Mobile operators have struck back at organizers of an open-source project that plans to crack the encryption used to protect cell phone calls, saying they are a long way from devising a practical attack. "The theoretical compromise presented at the Black Hat conference requires the construction of a large look-up table of …
2Tb data table
So that's about 15 140Gb hard drives.
About 1 office draw full.
GSMA should get their replacement plans in place now.
Security by obsecurity? we've heard of it.
"I triple guarantee you, there are no American soldiers in Baghdad."
So yeah 3 Terabytes is equivalent to the amount of data contained in a 20 kilometre high pile of book, or, simply put it, a couple of cheap hard disks you can buy at the local electronics store for $300.
But then there is a complex radio receiver to process the raw radio data to acquire. Oh my. Might be that they are referring to a Universal Software Radio Peripheral which sells for $500 on the interwebs? And then use Wireshark (cost $0) to analyze the traffic.
So the press release should read something like "Someone with $800, a laptop, a modicum of skills and access to the data in such a table could use it to analyse an encrypted call and recover the encryption key." Much better.
First the A5/1 and then the WPA cracks. Not a good week if you're the shareholder of a telco with poor security.
Oh, what fools. What total and utter idiots are the GSMA
"The GSMA went on to say that even if such a table were built, the researchers still would need to build a complex radio receiver to process the raw radio data."
Or alternatively, buy a mobile phone and take some of the bits out of it. The bad guys don't care about EMI and EMC, unlike a real handset dev.
"The complex knowledge required to develop such [signal-processing] software is subject to intellectual property rights, making it difficult to turn into a commercial product," it states.
So? By definition, the people who try to break such stuff don't care about IP - the primary purpose of building such a system is to eavesdrop and copy sensitive information!
Every time I read an article like this I so wish the asshats at whichever company/organization being featured would read El Reg for a much needed reality check. Stacks of books? IP prevents hacking? ...seriously?
Paris because she can actually pull off living in an alternate reality.
... to realise I apparently have a 10 kilometer pile of books on my desk (eg a 1 Tb drive). Not sure what thats got to do with the price of fish, or its relevance to whether or not the encryption can be broken though. What on earth lead the GSMA to issue this pile of drivel?
On PC World's website, the going rate for a 1TB external drive is £70 or so. As others have pointed out, any 13year old knows there's no problem getting 2TB of storage these days, and nor is there any problem getting hold of someone else's "IP" (what do people store on 1TB drives anyway, except "someone else's IP"). Connecting it all together might take longer than an episode of The Simpons, but maybe not much longer.
GSMA, your PR people need to talk to their teenagers.
Is for a 95% success rate and the complete table is 128 Petabytes I think.
Most executives will have 3G phones if they make any money.
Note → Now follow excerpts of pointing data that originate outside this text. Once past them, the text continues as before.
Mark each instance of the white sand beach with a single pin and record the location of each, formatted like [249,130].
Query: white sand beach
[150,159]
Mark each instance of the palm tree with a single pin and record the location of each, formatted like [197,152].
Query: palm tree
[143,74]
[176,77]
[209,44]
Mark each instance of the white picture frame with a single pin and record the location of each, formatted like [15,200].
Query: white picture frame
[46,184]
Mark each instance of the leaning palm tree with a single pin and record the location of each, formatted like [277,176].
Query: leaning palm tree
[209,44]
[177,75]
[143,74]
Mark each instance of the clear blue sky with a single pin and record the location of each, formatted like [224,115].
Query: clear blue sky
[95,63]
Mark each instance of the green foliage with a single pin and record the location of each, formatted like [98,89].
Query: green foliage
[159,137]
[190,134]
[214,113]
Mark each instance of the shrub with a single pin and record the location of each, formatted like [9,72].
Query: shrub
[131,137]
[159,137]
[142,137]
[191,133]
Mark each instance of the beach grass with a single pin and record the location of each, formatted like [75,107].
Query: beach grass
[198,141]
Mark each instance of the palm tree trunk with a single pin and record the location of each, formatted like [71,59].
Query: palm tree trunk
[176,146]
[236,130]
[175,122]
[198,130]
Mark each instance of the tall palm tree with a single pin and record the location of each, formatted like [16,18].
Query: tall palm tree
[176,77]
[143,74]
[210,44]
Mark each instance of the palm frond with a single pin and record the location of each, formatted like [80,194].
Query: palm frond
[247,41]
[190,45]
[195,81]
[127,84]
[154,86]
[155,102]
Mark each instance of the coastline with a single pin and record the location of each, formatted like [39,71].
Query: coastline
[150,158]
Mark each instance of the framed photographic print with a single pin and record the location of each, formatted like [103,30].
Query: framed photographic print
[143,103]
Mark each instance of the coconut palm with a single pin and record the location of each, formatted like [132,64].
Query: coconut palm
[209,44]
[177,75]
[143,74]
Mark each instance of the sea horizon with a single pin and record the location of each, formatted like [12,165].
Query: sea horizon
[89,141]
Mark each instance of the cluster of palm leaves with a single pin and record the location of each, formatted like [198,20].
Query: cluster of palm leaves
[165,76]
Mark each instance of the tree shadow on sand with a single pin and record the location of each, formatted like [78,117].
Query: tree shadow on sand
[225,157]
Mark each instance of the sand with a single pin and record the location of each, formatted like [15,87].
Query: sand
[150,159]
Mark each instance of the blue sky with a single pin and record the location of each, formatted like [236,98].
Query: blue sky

This tech will let people listen and record calls close enough to their location, best use would be those telephone banking calls where people have to type in their password assuming they call from the same place often enough and this software allows you to pick out their phone.
Stacks of books
I'd love to know who had the job of binding 2 terabytes of data printed onto sheets, just to confirm how it stacks against books!
Seriously though, these guys are clueless, but they do have a vested interest. If GSM is easily broken, and it becomes common knowledge, there's going to be a few upset customers!
Ha ha ha - OFDM
As a PHY layer has been compromised as early as 1974, now thats ALL wireless signals...... ho ho ho, go figure
I guess if it's within the reach of your average spotty teen then the NSA et. al. have been capable of this for years.
Been there, done that!
It's called Echalon.
Given that hard drives with a capacity of one terabyte are now widely available, using the requirement for a 2 TB lookup table as evidence of impracticality does sound odd. Now, though, if they had said that one had to do a linear search of that table frequently during decryption, then they might have had a case for it being at least inconvenient.
@John Savard - impractical?
You *never* have to do a linear search of a look-up table. The simplest sane algorithm is to order the data sequentially by key, and do a binary chop. You can get more speed by pre-ordering it into a search tree rather than a sorted list.
If you are searching disk-resident data, each access costs you a few milliseconds, so an efficient lookup into 2Tb will cost ~30mS if all the data is on disk, and ~10mS if you make constructive use of a couple of GB of RAM to cache the top of the tree. The question then becomes, do you have to do this so many times that the attack is impractically slow, or not?